Las noticias llegan como un rumor a este sitio pequeño, como debían llegarle al campesino medieval las nuevas sobre el sitio de Jerusalén o la caída de Granada. 

Durante el año vivo en un sitio enorme, en una casa desmedida en la que es urgentísimo que sepa, comprenda y analice los aranceles de Trump o la última directiva comunitaria, cosas que superan con mucho mis posibilidades de control y alcance; cosas que sin duda llegarán a mi vida de una forma u otra, según lo previsto y de maneras completamente inesperadas pero terriblemente reales.

Pero, por ahora, lo que tiene consecuencias inmediatas es lo que yo haga. Por el momento, mi universo es abarcable, como el de un cazador paleolítico. Solo que sin ninguna de las habilidades de un cazador paleolítico y sí las comodidades maravillosas de nuestra civilización.

No es desinterés, ni siquiera desapego. Es algo más sutil, pero muy real: lo que me falta ahora es ese sentido de urgencia y necesidad de estar completamente al día en todos los asuntos que se me impone durante el curso, y una nueva escala que permite distinguir lo importante de lo urgente, lo que puedo cambiar de lo que no, lo que debo conocer de lo que probablemente se haya olvidado la próxima semana, como una piedra lanzada a un estanque, que hace ruido y ondas y en seguida el agua vuelve a estar igual que estaba.

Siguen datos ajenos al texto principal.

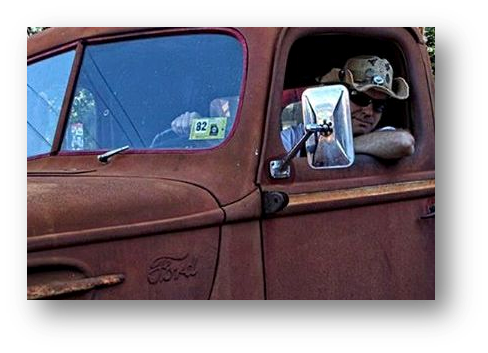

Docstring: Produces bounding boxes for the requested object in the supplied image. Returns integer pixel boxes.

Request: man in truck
[171,55,415,159]
[281,55,415,159]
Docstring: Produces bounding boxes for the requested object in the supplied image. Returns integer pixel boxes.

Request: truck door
[258,28,435,300]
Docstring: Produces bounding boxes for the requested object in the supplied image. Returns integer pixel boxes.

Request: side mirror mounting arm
[270,121,334,179]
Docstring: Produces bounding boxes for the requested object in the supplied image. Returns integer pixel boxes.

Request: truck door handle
[27,274,125,299]
[420,204,435,219]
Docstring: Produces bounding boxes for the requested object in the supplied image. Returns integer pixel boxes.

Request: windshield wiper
[97,145,129,163]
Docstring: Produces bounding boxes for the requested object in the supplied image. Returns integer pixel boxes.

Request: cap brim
[317,69,409,100]
[351,77,409,100]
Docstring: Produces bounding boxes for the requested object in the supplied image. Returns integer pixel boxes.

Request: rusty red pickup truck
[27,27,435,300]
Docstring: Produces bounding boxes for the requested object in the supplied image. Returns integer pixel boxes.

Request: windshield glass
[27,51,75,157]
[62,34,243,151]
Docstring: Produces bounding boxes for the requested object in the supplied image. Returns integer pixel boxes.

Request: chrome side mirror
[302,85,354,169]
[270,85,354,179]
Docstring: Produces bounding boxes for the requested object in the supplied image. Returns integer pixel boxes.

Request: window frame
[258,27,435,193]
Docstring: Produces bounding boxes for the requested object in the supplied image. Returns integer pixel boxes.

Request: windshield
[27,51,75,157]
[62,34,244,151]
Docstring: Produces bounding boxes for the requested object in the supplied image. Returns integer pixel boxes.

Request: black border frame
[7,7,481,346]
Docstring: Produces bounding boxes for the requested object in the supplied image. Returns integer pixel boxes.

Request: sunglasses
[349,90,386,113]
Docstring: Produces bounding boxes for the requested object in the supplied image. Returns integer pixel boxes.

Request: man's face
[351,91,388,136]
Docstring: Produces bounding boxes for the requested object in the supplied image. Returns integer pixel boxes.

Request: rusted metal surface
[263,199,435,300]
[210,221,265,300]
[286,180,435,213]
[27,27,435,300]
[27,176,223,238]
[28,227,220,300]
[27,274,125,299]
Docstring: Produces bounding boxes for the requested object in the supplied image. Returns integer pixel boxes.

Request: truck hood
[27,175,224,240]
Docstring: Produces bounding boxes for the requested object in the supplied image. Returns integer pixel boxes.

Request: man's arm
[354,130,415,159]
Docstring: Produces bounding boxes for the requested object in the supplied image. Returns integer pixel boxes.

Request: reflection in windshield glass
[62,34,243,151]
[27,51,75,157]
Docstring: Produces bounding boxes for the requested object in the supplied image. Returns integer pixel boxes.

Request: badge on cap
[373,75,385,85]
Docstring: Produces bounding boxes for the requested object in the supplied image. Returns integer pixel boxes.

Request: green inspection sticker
[189,117,227,140]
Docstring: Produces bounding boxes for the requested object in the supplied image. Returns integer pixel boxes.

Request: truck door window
[61,34,244,151]
[281,35,411,158]
[27,51,75,157]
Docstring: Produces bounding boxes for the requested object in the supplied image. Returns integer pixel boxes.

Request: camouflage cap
[318,55,409,99]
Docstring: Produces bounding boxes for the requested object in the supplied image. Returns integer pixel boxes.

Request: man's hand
[354,130,415,159]
[171,112,201,136]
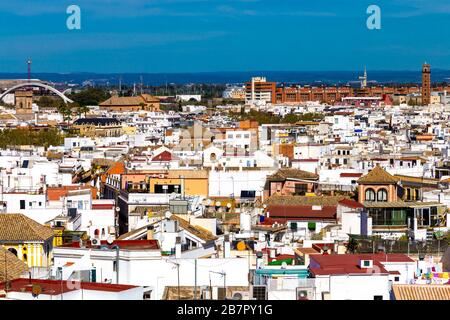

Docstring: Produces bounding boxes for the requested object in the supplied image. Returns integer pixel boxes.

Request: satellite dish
[106,236,114,244]
[236,241,247,251]
[31,284,42,298]
[233,292,243,300]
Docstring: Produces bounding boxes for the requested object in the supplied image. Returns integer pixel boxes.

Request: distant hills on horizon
[0,69,450,86]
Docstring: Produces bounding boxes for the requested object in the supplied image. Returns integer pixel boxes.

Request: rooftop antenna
[359,66,367,88]
[27,58,33,82]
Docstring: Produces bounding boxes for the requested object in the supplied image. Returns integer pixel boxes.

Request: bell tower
[422,62,431,106]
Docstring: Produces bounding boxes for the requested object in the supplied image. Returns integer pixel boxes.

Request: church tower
[422,62,431,106]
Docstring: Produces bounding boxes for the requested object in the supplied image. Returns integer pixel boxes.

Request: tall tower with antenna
[27,58,33,82]
[359,66,367,88]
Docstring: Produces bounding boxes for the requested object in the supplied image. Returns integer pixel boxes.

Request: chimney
[223,234,231,258]
[147,226,155,240]
[175,237,181,259]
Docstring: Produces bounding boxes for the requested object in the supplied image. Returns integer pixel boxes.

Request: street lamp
[209,271,227,299]
[166,260,181,300]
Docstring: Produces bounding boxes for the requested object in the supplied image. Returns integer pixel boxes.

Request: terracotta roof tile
[392,284,450,301]
[0,246,28,282]
[358,165,398,184]
[0,213,54,241]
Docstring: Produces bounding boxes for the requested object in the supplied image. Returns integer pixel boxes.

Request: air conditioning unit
[251,286,267,300]
[297,290,309,300]
[231,291,250,300]
[200,287,211,300]
[359,259,373,269]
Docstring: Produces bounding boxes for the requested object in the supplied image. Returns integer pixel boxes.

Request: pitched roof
[267,168,319,181]
[310,253,414,275]
[339,199,364,209]
[392,284,450,301]
[267,205,337,222]
[0,213,54,242]
[358,165,398,184]
[0,279,138,295]
[0,246,28,282]
[99,94,159,106]
[267,195,347,206]
[73,118,121,126]
[170,215,217,242]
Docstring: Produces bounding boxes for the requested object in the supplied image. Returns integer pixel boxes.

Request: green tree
[70,88,111,107]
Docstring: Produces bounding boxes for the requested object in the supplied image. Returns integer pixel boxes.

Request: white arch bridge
[0,82,73,103]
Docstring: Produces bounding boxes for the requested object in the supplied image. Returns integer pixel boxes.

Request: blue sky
[0,0,450,73]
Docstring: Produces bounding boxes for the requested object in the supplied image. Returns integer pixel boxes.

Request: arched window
[365,188,375,201]
[377,189,387,202]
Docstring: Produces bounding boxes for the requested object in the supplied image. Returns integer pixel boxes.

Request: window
[365,188,375,201]
[377,189,387,202]
[144,291,152,300]
[8,248,17,257]
[253,286,266,300]
[295,183,308,196]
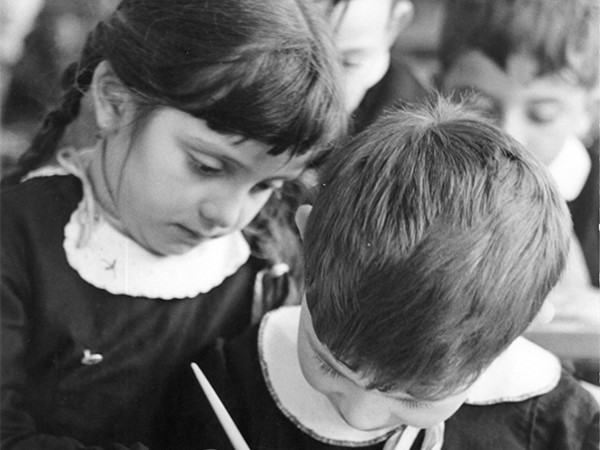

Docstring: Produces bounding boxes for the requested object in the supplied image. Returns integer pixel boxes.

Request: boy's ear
[91,61,131,134]
[296,205,312,239]
[388,0,415,47]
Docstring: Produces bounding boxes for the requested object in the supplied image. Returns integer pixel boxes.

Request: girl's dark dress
[0,175,284,450]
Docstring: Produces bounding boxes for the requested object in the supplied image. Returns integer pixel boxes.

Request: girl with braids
[1,0,346,450]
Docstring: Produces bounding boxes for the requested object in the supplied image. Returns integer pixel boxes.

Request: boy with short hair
[437,0,600,288]
[164,101,600,450]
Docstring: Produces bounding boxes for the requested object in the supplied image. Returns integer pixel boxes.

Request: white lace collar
[258,306,561,450]
[26,149,250,300]
[63,209,250,300]
[548,136,592,201]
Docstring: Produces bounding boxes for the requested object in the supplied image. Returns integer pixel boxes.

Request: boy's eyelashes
[315,355,431,409]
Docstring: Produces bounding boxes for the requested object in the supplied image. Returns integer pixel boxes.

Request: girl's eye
[317,358,340,378]
[254,180,283,191]
[188,156,223,175]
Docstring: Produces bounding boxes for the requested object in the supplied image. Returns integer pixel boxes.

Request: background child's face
[330,0,412,111]
[99,108,308,255]
[441,51,592,164]
[298,302,469,430]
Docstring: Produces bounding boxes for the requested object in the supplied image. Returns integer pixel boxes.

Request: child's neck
[85,140,128,239]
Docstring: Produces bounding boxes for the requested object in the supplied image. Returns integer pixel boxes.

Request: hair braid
[2,28,102,185]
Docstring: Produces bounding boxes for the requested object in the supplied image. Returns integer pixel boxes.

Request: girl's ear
[296,205,312,239]
[388,0,415,47]
[91,61,131,134]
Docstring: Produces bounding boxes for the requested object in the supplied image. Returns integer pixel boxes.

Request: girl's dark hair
[3,0,347,276]
[7,0,346,179]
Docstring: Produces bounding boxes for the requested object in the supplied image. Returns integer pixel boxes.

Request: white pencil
[192,363,250,450]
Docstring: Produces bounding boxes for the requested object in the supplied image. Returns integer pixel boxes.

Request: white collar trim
[548,136,592,201]
[466,337,561,405]
[258,306,397,447]
[63,201,250,300]
[258,306,561,450]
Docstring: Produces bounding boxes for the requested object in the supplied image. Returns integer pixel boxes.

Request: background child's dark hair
[439,0,600,88]
[3,0,347,282]
[305,99,570,398]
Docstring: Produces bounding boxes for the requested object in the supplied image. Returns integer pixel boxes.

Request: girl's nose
[199,195,245,231]
[199,189,269,233]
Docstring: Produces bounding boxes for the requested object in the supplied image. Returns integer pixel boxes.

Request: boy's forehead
[329,0,395,32]
[441,50,582,97]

Pero la nuestra es una profesión condenada a esa perversión de las escalas, a depender del último dato, a tener que hacer la crónica de la más reciente declaración, sin capacidad casi física, por la tiranía del reloj, para separar el trigo de la paja. 

Es este lugar pequeño, este ritmo lento y perezoso de las nuevas horas, lo que me hace mirarlo ahora con esta mirada extraña. Ustedes me disculparán: me está esperando la partida de caza.